O GLOBO, n 32.341, 22/02/2022. Brasil, p. 10

“Ela não quer voltar, principalmente de transporte escolar''

Luísa Marzullo*


Menina negra tem cabelos cortados por colega quando dormia em ônibus no interior de Alagoas

Mãe de uma menina negra de 8 anos, a cabeleireira Karla Santos viu a filha chegar amuada da escola Antônio Lins de Souza, em Rio Largo (AL). Quando foi prender os cabelos da criança para levá-la a um parque, viu que ela estava sem muitas mechas do cabelo encaracolado. Elas foram cortadas no ônibus escolar, enquanto a criança cochilava. Ao acordar, duas colegas, de 9 e 10 anos, estavam rindo da criança.

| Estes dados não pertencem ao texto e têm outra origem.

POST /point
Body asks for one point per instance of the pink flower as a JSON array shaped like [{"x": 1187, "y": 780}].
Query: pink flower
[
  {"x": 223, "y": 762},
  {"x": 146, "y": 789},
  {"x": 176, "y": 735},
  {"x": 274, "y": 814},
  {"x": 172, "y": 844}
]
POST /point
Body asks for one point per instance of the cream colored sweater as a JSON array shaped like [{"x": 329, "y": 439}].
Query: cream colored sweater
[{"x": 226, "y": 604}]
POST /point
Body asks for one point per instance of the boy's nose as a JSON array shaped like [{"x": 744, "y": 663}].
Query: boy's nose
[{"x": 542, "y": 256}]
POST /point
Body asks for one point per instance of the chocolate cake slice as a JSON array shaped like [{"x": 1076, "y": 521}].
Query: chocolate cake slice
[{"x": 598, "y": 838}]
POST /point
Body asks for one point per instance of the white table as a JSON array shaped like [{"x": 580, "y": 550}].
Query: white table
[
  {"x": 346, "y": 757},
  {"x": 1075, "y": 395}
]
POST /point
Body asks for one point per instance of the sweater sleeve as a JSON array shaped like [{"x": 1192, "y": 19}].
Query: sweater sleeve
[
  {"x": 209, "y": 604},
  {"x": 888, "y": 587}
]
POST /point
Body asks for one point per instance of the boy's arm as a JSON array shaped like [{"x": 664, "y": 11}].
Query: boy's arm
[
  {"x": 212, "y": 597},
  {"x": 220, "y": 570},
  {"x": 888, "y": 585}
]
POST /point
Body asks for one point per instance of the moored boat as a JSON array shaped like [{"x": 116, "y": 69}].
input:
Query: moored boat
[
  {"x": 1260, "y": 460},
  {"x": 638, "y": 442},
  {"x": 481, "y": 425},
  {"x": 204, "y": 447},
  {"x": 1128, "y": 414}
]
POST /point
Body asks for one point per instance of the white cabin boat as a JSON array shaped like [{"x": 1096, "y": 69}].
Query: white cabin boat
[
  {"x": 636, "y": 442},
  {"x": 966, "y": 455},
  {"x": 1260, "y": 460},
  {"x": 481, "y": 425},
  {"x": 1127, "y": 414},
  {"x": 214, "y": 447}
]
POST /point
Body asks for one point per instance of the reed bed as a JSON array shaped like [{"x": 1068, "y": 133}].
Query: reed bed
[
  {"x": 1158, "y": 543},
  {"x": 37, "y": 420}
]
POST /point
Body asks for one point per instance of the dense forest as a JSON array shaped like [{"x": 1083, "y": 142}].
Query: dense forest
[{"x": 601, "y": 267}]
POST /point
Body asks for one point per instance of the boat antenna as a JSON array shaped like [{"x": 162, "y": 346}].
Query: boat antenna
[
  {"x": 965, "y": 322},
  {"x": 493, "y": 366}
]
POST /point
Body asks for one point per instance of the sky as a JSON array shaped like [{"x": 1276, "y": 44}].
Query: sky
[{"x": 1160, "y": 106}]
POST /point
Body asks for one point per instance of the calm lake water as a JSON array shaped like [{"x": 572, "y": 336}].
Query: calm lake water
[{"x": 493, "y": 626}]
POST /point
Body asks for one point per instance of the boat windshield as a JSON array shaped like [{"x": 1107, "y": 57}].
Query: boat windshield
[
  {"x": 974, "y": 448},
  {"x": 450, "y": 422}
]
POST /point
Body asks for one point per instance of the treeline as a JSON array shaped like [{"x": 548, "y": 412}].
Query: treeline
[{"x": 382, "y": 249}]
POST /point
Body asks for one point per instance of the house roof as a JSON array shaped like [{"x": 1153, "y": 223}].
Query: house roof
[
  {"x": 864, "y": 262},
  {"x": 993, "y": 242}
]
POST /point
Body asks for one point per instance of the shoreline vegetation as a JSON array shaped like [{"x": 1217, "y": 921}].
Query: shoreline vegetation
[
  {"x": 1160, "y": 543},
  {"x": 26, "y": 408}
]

—Perguntei o que tinha acontecido e ela disse que não sabia ao certo quem tinha cortado. Procurei a coordenadora imediatamente e levamos o caso para a direção da escola — diz a mãe.

Na manhã seguinte, a família percebeu a profundidade dos cortes e a menina perguntou se ficaria careca. Os oito filhos da família estão com medo de voltar às aulas.

—Ela não quer voltar, muito menos de transporte escolar. O irmão que pega o mesmo ônibus também não quis ir. Não conseguimos levar e buscar todos — conta Karla.

De acordo com a mãe, o colégio informou que o responsável teria sido uma criança de 6 anos, reincidente neste tipo de comportamento.

—Eu não quero culpar as coleguinhas dela, quero questionar o motivo de não terem avisado que o menino estava cortando o cabelo dela. Aparentemente, não foi a primeira vez que ele fez isso. Foi preciso a minha filha ser vítima para a escola tomar uma atitude. E se fosse algo mais grave? — questiona Karla

A mãe atribui o episódio a “birra de criança”. Mas Wallace Lopez, mestre em Relações Étnico-raciais e pós-doutor em Filosofia pela Universidade Federal de Ouro Preto, o caso é relacionado a racismo:

—A responsabilidade não é da criança de 6 anos, mas sim de uma sociedade racista que define um único padrão estético.

A prefeitura de Rio Largo informou que apura o fato e a Secretaria Municipal de Educação está à disposição.